一括査定から「自社買取」へ繋げる最大のメリット

まずは、自社買取に繋げることで得られる「期間」と「利益」のメリットについて整理しましょう。

エンドユーザー売却より約2ヶ月早い「平均154日」で決着

一括査定の反響から所有権移転(売却完了)までの全体平均は227日(約7ヶ月半)かかります。

しかし、法人が買い取ったケースのデータを分析すると、反響から平均154日(約5ヶ月)で所有権移転が完了していることが分かりました。

つまり、エンドユーザーへの仲介売却に比べて、自社買取に持ち込むことで決着までの期間を約2ヶ月も短縮できるのです。

資金の回転を早めたい不動産会社にとって、この期間短縮は大きなアドバンテージとなります。

現金一括買取による期間短縮と高い利益率

法人による買取の決着が早い理由の一つに、決済スピードの違いがあります。

法人は「現金一括」で買い取るケースも多く、融資を利用する場合でもエンドユーザーの住宅ローン審査に比べて手続きがスムーズです。

さらに、仲介手数料のみの収益に比べて、買い取って再販するビジネスモデルは高い利益率を確保しやすいという特徴もあります。

期間短縮と高利益率の両立が、自社買取を狙う最大の魅力です。

【データ公開】一括査定における「法人(業者)への売却」割合

では、実際に一括査定の反響からどの程度「買取」が発生しているのでしょうか。

実は反響の約40%が法人に買い取られている

「一括査定の反響から買取なんて本当にできるの?」と疑問に思うかもしれません。

しかし、質の高い一括査定サイトの所有権移転データを追跡したところ、驚くべき事実が判明しました。

実際に売買された196件のうち、なんと80件(約40%)の新しい名義人が法人だったのです。

このデータは、一括査定の反響の約4割が不動産業者による買取案件として着地していることを示しており、一括査定には買取のチャンスが豊富にあることを証明しています。

「仲介」と「買取」のハイブリッド戦略が理想の形

とはいえ、すべての案件を自社で買い取れるわけではありません。

現場で目指すべきは、一般のエンドユーザー向け「仲介」の選択肢を捨てずに対応しつつ、条件が合う案件は積極的に「自社買取」に繋げていくというハイブリッドな営業スタイルです。

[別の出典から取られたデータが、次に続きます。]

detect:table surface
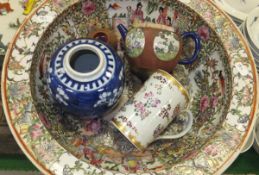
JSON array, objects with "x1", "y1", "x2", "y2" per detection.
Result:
[{"x1": 0, "y1": 148, "x2": 259, "y2": 175}]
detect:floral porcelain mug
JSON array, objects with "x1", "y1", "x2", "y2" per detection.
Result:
[
  {"x1": 111, "y1": 70, "x2": 193, "y2": 150},
  {"x1": 48, "y1": 39, "x2": 124, "y2": 118},
  {"x1": 117, "y1": 23, "x2": 201, "y2": 72}
]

仲介で着実に数字を作りながら、買い取れるものは買い取っていく体制を構築することで、機会損失を防ぎつつ、利益率と案件の回転率を最大化することができます。

自社買取を成功に導く一括査定サイトの選び方と向き合い方

最後に、買取案件をコンスタントに獲得するための媒体選びと追客のスタンスについて解説します。

中長期(平均227日)の視点で反響を追う重要性

前述の通り、一括査定の反響から売却完了までの全体平均は227日です。

短期的なアポイント取得や競合とのバッティングに負けてしまったとしても、焦る必要はありません。

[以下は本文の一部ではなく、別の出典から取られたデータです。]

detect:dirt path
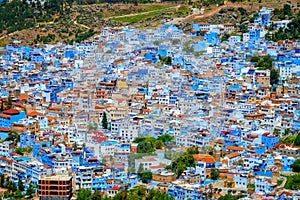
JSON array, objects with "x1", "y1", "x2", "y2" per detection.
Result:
[
  {"x1": 167, "y1": 2, "x2": 259, "y2": 24},
  {"x1": 192, "y1": 2, "x2": 259, "y2": 19},
  {"x1": 104, "y1": 6, "x2": 178, "y2": 20}
]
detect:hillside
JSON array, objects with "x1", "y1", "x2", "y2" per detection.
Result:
[{"x1": 0, "y1": 0, "x2": 300, "y2": 46}]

すぐに決着がつかない案件でも、半年以上かけて売却に至るケースが多いため、目先の短期的な成果だけを追うのではなく、中長期的な視点で追客し続けることが重要です。

質の高い媒体に絞り込み、確実に案件化する仕組み作り

買取戦略を成功させるためには、利用する媒体を厳選することも鍵になります。

AI査定書などのツール割引目当てで、反響の質が落ちた媒体を惰性で残しておくのはコストと手間の無駄になりかねません。

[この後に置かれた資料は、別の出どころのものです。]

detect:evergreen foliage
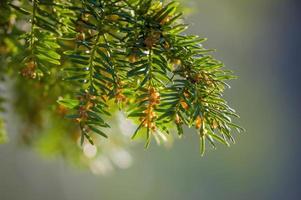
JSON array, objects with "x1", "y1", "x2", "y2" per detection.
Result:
[{"x1": 0, "y1": 0, "x2": 243, "y2": 159}]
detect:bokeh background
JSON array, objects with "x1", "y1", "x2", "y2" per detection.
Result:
[{"x1": 0, "y1": 0, "x2": 301, "y2": 200}]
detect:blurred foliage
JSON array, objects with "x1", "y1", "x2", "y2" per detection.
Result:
[{"x1": 0, "y1": 0, "x2": 243, "y2": 173}]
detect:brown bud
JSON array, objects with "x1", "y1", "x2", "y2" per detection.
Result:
[
  {"x1": 195, "y1": 116, "x2": 202, "y2": 129},
  {"x1": 180, "y1": 100, "x2": 189, "y2": 110}
]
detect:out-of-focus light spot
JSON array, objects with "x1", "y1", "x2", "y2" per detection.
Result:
[
  {"x1": 111, "y1": 149, "x2": 133, "y2": 169},
  {"x1": 83, "y1": 143, "x2": 97, "y2": 158},
  {"x1": 90, "y1": 156, "x2": 113, "y2": 175}
]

反響の約42%が実際に売却に至っているような、本当に「売る顧客」が集まる質の高い媒体にリソースを集中させましょう。

質の高い媒体に絞り込み、そこから得た反響を中長期で追いかけ、仲介と買取のハイブリッド戦略で案件化していく仕組みを作ることが、成功への最短ルートです。

まとめ

一括査定は「競合に勝てない」「質が悪い」と諦める前に、自社の強みである「買取」を活かす戦略にシフトしてみてはいかがでしょうか。

「エンドユーザーより2ヶ月早く現金化できる」「実は反響の40%が買取で終わっている」という事実を知っているかどうかが、営業のモチベーションや追客の質を大きく変えます。

自社の強みを活かせる案件を確実に取りこぼさない体制を作り、一括査定からの収益を最大化していきましょう。